Beenay parou para pensar. Ouviu mais uma vez a voz grave de Theremon repetindo as previsões dos Apóstolos: “… os sóis vão desaparecer… as Estrelas vão despejar fogo do céu negro…” Sacudiu a cabeça. Tudo que conhecia a respeito dos movimentos dos sóis no céu ia contra a ideia de que os seis se reunissem de um lado de Kalgash ao mesmo tempo. Aquilo simplesmente não podia acontecer, a não ser por milagre. Beenay não acreditava em milagres. Da forma como os sóis se moviam no céu, qualquer ponto da superfície de Kalgash tinha que ser iluminado, a cada instante, por pelo menos um sol.

Esqueça a hipótese dos seis sóis aqui, Escuridão ali. Que restava?

Dovim sozinho, pensou. O pequeno sol vermelho sozinho no céu?

Sim, isso acontecia, se bem que raramente. Nos dias de cinco sóis, em que Tano, Sitha, Trey, Patru e Onos eram vistos no mesmo hemisfério, restava apenas Dovim para iluminar o outro lado do mundo. Beenay imaginou se aquela seria a Escuridão anunciada pelos Apóstolos.

Seria possível? Dovim era um sol relativamente fraco, com uma luz vermelho-arroxeada que as pessoas poderiam confundir com a Escuridão.

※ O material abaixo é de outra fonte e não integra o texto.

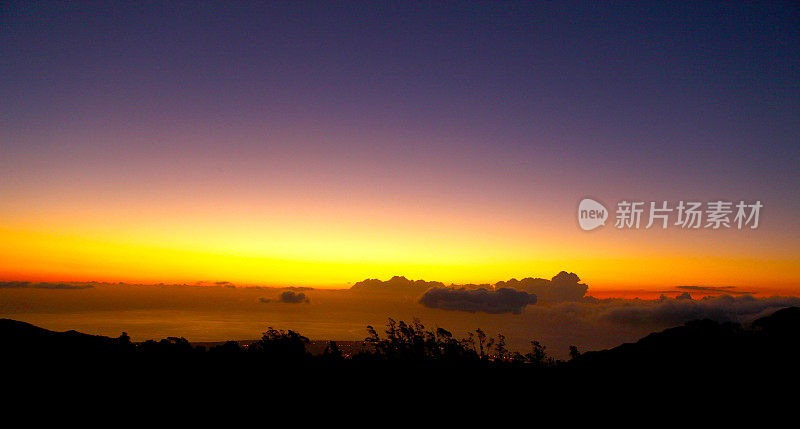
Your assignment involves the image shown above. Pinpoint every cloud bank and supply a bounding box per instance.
[419,287,536,314]
[350,276,444,294]
[602,295,800,326]
[0,281,92,290]
[495,271,589,304]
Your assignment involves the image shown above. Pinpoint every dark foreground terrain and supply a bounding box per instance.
[0,307,800,399]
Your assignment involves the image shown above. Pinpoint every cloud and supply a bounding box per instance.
[0,281,93,290]
[602,295,800,326]
[278,290,308,304]
[495,271,589,304]
[677,286,753,295]
[258,290,309,304]
[350,271,589,304]
[350,276,444,294]
[419,287,536,314]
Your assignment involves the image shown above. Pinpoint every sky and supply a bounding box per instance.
[0,1,800,292]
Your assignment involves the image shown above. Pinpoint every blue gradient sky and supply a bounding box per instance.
[0,2,800,286]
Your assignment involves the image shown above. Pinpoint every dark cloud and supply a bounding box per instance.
[419,287,536,314]
[350,276,444,294]
[350,271,589,304]
[677,286,753,295]
[0,281,93,290]
[602,295,800,326]
[495,271,589,304]
[258,290,309,304]
[278,290,308,304]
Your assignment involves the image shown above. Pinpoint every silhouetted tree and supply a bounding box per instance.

Não, não fazia nenhum sentido. Mesmo o pequeno Dovim fornecia iluminação suficiente para que as pessoas não se assustassem com a falta de luz. Além do mais, Dovim aparecia sozinho no céu uma vez a cada dois ou três anos. Era um evento incomum, mas não chegava a ser extraordinário. Se os efeitos psicológicos de ver apenas um sol vermelho no céu fossem sérios, todos na certa estariam aguardando com apreensão a próxima ocorrência do fenômeno, que estava prevista para dali a um ano e pouco.

A verdade, porém, é que ninguém estava preocupado com o assunto.

Por outro lado, se Dovim estivesse sozinho no céu e alguma coisa acontecesse, alguma coisa realmente rara, para bloquear a luz do pequeno sol…

Thilanda apareceu a seu lado e disse, secamente:

— Beenay, seu programa está pronto. Não foi preciso limitar as projeções a um período finito. Faro me ajudou e montamos o programa de tal forma que você pode calcular as posições dos sóis desde a criação do universo até o final dos tempos.